認知と感情を高めるツール

認知とは、思考過程や自分の思考について考えるメタ認知を含み、記憶や注意力も含まれます。感情は様々な感覚状態を指し、本人が自分の感情を正確に把握できないことがしばしばあります。認知と感情は相互に影響し合い、認知機能が低下すると感情の調整が困難になることがあります。

認知トレーニング:注意力

  • 注意力は認知の基礎であり、選択的注意がなければ瞬間ごとに何に注意すべきか判断できません。Dean Delis と Edith Kaplan が開発した「Delis‑Kaplan Executive Functioning System」は注意力測定を含む神経心理学テストです。このシステムを参考に、視覚的注意・スキャン・シフトの練習として、複雑な迷路や点つなぎゲームを利用します。

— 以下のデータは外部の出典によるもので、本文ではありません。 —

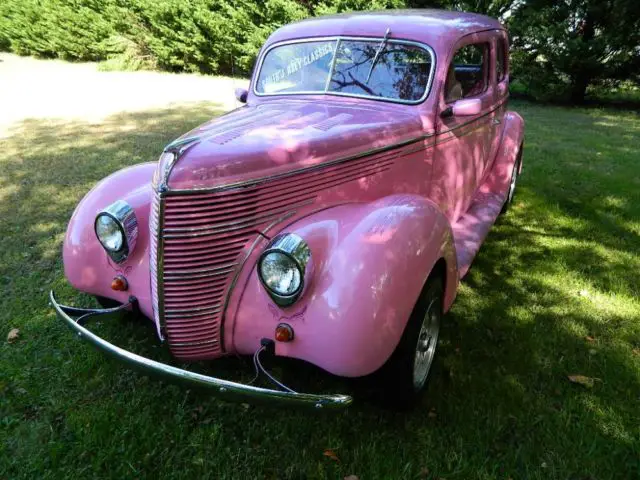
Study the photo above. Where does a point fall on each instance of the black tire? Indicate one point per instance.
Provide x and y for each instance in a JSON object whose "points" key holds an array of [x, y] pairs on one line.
{"points": [[399, 386], [512, 184], [105, 302]]}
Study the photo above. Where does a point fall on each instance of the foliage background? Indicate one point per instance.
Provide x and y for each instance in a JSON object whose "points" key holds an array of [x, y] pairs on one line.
{"points": [[561, 50]]}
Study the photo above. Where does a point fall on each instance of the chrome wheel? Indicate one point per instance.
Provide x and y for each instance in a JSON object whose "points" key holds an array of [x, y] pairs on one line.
{"points": [[426, 345]]}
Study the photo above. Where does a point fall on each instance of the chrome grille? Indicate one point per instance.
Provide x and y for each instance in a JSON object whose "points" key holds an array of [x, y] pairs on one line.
{"points": [[197, 244]]}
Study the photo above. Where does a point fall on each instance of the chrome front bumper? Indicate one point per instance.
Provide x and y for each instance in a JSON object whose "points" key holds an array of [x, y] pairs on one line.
{"points": [[225, 389]]}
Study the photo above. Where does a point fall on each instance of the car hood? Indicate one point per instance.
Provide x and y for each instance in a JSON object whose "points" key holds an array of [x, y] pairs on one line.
{"points": [[276, 137]]}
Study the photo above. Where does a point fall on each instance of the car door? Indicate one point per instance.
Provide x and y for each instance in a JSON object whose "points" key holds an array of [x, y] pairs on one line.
{"points": [[500, 83], [461, 141]]}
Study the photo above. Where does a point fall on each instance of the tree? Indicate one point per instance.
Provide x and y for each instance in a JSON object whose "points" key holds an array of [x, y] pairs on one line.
{"points": [[563, 47]]}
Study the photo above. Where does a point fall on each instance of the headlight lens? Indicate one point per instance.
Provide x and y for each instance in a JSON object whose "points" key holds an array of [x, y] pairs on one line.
{"points": [[109, 233], [285, 268], [117, 230], [280, 274]]}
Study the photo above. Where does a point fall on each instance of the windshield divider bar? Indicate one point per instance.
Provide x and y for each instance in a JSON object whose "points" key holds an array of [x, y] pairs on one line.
{"points": [[333, 65]]}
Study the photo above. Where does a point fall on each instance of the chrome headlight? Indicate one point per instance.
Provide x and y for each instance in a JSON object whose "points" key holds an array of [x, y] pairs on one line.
{"points": [[283, 268], [117, 230]]}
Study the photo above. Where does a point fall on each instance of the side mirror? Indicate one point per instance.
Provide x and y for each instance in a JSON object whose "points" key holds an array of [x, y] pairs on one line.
{"points": [[467, 108], [241, 95]]}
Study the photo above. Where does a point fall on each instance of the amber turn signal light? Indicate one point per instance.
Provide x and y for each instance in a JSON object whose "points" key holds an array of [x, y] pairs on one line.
{"points": [[284, 333], [119, 283]]}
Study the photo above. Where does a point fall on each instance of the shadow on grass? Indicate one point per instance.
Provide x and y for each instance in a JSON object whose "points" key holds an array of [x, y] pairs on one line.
{"points": [[559, 270]]}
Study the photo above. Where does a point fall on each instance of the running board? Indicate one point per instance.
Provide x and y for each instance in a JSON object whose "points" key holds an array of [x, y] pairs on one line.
{"points": [[472, 228]]}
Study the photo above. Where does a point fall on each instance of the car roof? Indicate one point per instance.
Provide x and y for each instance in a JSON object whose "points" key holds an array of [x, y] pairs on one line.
{"points": [[430, 26]]}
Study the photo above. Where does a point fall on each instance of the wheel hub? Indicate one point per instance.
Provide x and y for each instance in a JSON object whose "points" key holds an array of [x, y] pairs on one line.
{"points": [[426, 345]]}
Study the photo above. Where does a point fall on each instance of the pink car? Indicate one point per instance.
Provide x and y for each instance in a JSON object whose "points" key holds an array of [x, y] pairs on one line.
{"points": [[329, 219]]}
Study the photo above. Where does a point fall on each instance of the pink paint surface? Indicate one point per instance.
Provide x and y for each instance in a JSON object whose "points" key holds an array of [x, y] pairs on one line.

タイムトライアルで時間を短縮できれば、注意力が向上したと判断できます。

認知トレーニング:記憶力

  • 作業記憶は情報を一時的に保持し、処理するための重要な認知基盤です。作業記憶容量を拡大すると、全体的な認知力が強化されます。Delis‑Kaplanテストの一部を応用し、トランプを使った練習を行います。表向きにした4枚のカードを5秒間観察し、裏返して数字とスートを思い出します。徐々に枚数を増やし、上級者は逆順で覚えるように挑戦します。

感情トレーニング:感情の把握

  • 感情を正しく認識することは最も難しい課題の一つです。「感じていること」と「その感情の原因」を結びつけるには自己洞察が必要です。日記を書くことで、1日の出来事を振り返り感情を言語化できます。2006年にインディアナ州のBall State Universityが実施したメタ分析では、日記が感情表出、批判的思考、自己反省を高めることが示されました(『Journal of Athletic Training』掲載)。

感情トレーニング:思考と感情の結びつき

  • Aaron Beckが提唱した「思考日記」は、浮かんできた自動思考とそれに伴う感情を可視化します。特定の不快な感情や思考が生じたら、まず書き留め、事実や連想を整理します。「この考えは本当にどれほど可能性があるか?」「どんな外的要因が影響したか?」「感情が思考の解釈に影響しているか?」といった質問に答えることで、感情の調整が促進されます。